The most recent of these is MEDRAD, which won the Baldrige Award first in 2003 and again in 2010. Part of Bayer Health Care, MEDRAD is a global company recognized as the number one manufacturer worldwide of injectors used in radiology and cardiology. Since 2003, MEDRAD has doubled in size. At the end of 2010, it had generated $690 million in revenue. It holds about 70% of the global market share.
Obviously, MEDRAD must be doing a lot of things right. President and CEO Samuel Liang has attributed its success to the firm “embracing all of the key dimensions of Baldrige.” One dimension that really stands out to me is MEDRAD’s customer focus.
MEDRAD truly listens to the voice of its customers. It has created the Customer Satisfaction Advisory Board (CSAB), which works cross-functionally through all areas of the company. Whenever a customer touchpoint occurs—thousands of them each year—the CSAB surveys and measures the experience.
To measure customer satisfaction, MEDRAD uses the net promoter score (NPS) methodology, which asks customers just one question, on a 10-point scale: How likely is it that you would recommend MEDRAD to a friend or colleague?
The responses fall into three categories, from highest to lowest: promoters, passives, and detractors. The NPS is determined by subtracting the percentage who are detractors from the percentage who are promoters.
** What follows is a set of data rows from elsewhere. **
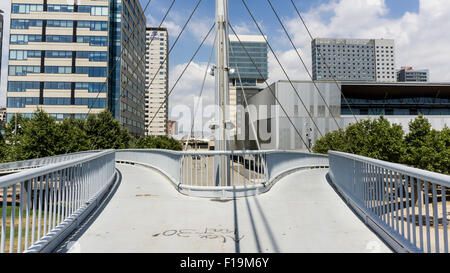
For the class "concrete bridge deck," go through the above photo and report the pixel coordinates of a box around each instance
[57,164,391,253]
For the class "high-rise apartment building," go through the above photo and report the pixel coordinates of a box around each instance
[7,0,145,135]
[311,38,397,82]
[228,35,269,86]
[228,35,269,146]
[397,66,430,82]
[145,27,169,136]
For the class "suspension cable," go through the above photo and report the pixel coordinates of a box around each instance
[228,23,311,153]
[184,30,217,151]
[149,23,215,130]
[291,0,358,122]
[242,0,324,137]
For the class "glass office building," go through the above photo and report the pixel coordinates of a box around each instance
[341,83,450,116]
[145,27,169,136]
[397,66,430,82]
[108,0,146,136]
[0,10,4,85]
[7,0,145,135]
[229,35,269,86]
[311,38,397,82]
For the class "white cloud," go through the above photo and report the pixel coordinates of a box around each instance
[188,18,215,45]
[169,62,214,131]
[269,0,450,82]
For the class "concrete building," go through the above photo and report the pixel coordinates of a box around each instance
[7,0,145,135]
[397,66,430,82]
[145,27,170,136]
[311,38,396,82]
[107,0,146,136]
[0,9,4,83]
[167,120,178,136]
[245,78,450,150]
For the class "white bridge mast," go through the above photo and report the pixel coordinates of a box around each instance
[214,0,230,185]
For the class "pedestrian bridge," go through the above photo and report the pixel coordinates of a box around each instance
[0,150,450,253]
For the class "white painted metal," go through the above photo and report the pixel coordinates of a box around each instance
[0,150,115,253]
[329,151,450,253]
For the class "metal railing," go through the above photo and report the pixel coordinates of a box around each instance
[0,151,99,174]
[0,150,116,253]
[116,150,328,197]
[329,151,450,253]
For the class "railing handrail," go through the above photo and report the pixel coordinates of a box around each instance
[0,150,102,171]
[0,150,115,188]
[328,151,450,187]
[117,149,327,155]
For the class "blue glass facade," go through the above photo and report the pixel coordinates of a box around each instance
[108,0,146,135]
[341,84,450,116]
[229,38,269,86]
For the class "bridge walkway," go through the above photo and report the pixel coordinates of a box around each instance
[57,164,391,253]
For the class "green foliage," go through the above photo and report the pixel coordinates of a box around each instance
[402,116,450,174]
[134,136,182,151]
[313,115,450,174]
[85,111,131,150]
[0,110,182,162]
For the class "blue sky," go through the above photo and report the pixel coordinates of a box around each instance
[141,0,419,66]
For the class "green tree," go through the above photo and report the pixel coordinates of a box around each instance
[11,110,59,160]
[313,116,404,162]
[401,115,448,173]
[313,129,350,154]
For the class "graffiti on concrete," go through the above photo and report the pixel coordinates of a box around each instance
[153,228,245,243]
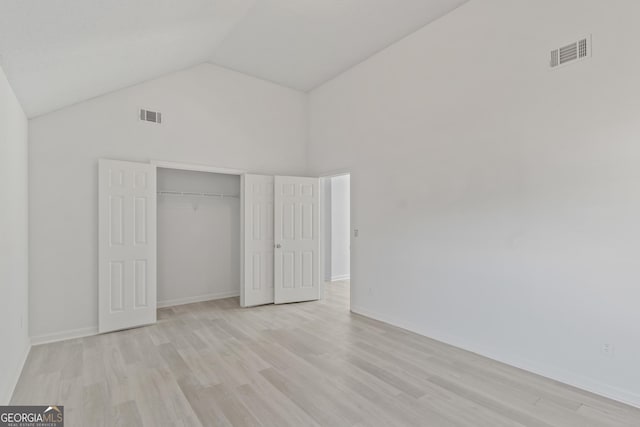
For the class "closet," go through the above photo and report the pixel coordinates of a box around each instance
[98,159,322,333]
[157,168,240,307]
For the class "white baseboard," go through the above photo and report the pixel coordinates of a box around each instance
[158,291,240,308]
[0,344,31,405]
[351,306,640,408]
[31,291,240,345]
[31,327,98,345]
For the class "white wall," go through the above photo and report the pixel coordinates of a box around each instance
[0,68,30,405]
[29,65,308,342]
[158,169,240,306]
[331,175,351,280]
[320,177,332,282]
[309,0,640,405]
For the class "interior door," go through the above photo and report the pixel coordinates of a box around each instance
[274,176,320,304]
[240,174,273,307]
[98,159,157,333]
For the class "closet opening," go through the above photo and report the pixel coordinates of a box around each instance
[157,165,241,308]
[321,173,352,308]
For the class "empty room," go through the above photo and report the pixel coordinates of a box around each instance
[0,0,640,427]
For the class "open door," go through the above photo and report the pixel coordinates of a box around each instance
[240,174,273,307]
[98,159,157,333]
[274,176,320,304]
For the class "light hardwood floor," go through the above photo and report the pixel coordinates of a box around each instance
[12,282,640,427]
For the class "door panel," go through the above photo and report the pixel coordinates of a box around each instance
[98,160,156,333]
[240,174,273,307]
[274,176,320,304]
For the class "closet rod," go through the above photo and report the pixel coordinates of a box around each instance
[158,191,240,199]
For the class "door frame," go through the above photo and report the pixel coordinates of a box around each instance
[318,169,354,309]
[149,160,249,308]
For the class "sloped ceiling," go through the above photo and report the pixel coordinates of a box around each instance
[0,0,467,117]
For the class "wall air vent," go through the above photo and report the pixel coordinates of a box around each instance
[550,36,591,68]
[140,109,162,123]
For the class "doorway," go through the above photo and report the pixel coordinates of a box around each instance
[322,173,351,308]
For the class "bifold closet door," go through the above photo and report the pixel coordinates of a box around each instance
[240,174,274,307]
[98,159,157,333]
[274,176,320,304]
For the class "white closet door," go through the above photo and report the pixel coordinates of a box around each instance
[274,176,320,304]
[98,160,156,333]
[240,174,273,307]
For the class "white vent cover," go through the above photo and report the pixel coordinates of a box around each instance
[140,109,162,123]
[550,35,591,68]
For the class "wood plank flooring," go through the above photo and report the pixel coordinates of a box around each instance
[12,282,640,427]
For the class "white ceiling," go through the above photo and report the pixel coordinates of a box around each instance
[0,0,468,117]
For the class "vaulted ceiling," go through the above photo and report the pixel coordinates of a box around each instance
[0,0,468,117]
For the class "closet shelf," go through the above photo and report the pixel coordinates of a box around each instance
[158,191,240,199]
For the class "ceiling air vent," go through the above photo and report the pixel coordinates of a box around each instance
[140,109,162,123]
[551,36,591,68]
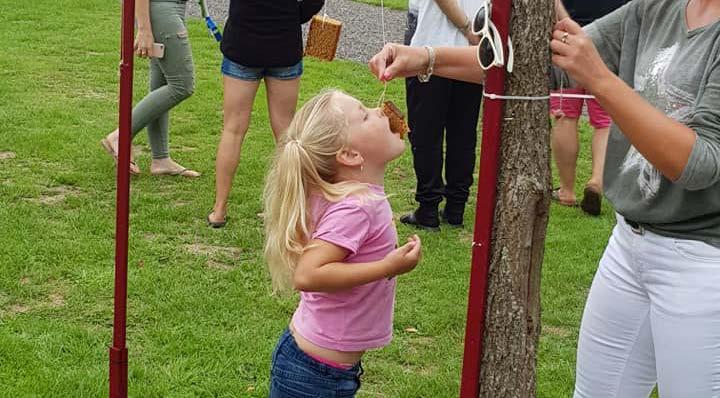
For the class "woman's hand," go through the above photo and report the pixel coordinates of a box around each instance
[550,18,613,92]
[135,29,155,58]
[463,29,480,46]
[368,43,430,81]
[384,235,422,277]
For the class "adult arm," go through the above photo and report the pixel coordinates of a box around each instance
[435,0,480,45]
[551,16,704,183]
[135,0,155,57]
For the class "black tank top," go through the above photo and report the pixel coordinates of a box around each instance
[563,0,630,26]
[220,0,324,67]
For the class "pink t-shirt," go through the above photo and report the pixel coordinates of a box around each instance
[292,185,397,351]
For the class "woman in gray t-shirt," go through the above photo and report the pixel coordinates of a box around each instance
[370,0,720,398]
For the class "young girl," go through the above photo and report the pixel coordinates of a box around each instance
[264,91,421,398]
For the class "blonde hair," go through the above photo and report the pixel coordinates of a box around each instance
[263,90,368,292]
Using the NPS, the CSAB benchmarks MEDRAD’s performance against other Fortune 100 companies. Then, it provides the feedback directly to the MEDRAD executive committee’s monthly meeting, where several hours are devoted to customer satisfaction.
MEDRAD takes the customer feedback and translates it into operations in a way that leads to improvements in customer interactions and/or to product improvement and development.
“The fact that net promoter scores have gone up means also that we’re meeting customer needs; they’re satisfied with us,” says Liang.
“We have a group of individuals who wake up every day thinking customer satisfaction,” he says, speaking of the CSAB. “But it’s not just them. [Customer satisfaction] is ingrained across the entire company.”
The NPS works for MEDRAD. What customer satisfaction metric does your organization use? How has it worked for you?